Thursday, 5 February 2026

Lacrima

by Caroline Guiela Nguyen

seen at the Roslyn Packer Theatre Sydney on 23 January 2026

The Théâtre national de Strasbourg on tour for the Sydney Festival presented Lacrima, written and directed by Caroline Guiela Nguyen. 

A wedding dress has been commissioned for a (fictional) English princess; an atelier in Paris is to design and make the dress while an antique veil is to be taken from the V&A and repaired by the lacemakers of Alençon (successors to its original makers), and the train is to be embroidered with thousands of pearls in Mumbai. The complexity of the commission and the high-handed demands of the royal household collide with intense personal problems in Paris and emerging health issues in Alençon and Mumbai.

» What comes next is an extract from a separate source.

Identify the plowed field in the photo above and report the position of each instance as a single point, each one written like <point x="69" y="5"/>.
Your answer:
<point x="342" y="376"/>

The whole situation is increasingly tense as deadlines approach and impossible decisions have to be made.

The play was brilliantly presented in a set designed by Alice Duchange which principally evoked the atelier in Paris, with subtle changes for the other locations and a clever use of cameras to focus on particular characters or represent others not physically present (the dress designer, for example, a man-child wrapped up in self-glorification at the expense of all around him). The gradual emergence of the dress, created from swathes of cloth mounted on a mannequin, was almost like an evolving character in itself, a silent witness to the dramas surrounding it.  

The play was performed almost entirely in French, with some Tamil and English; luckily subtitles were shown on the screen used for the camera projections and matched by surtitles above the stage. Despite the added levels of concentration needed to follow the English text the audience remained completely attentive to an evening of high drama, a probing insight into all sorts of exploitation in the global rag trade and the human cost involved in creating a fabulously extravagant article of clothing which would only be worn once.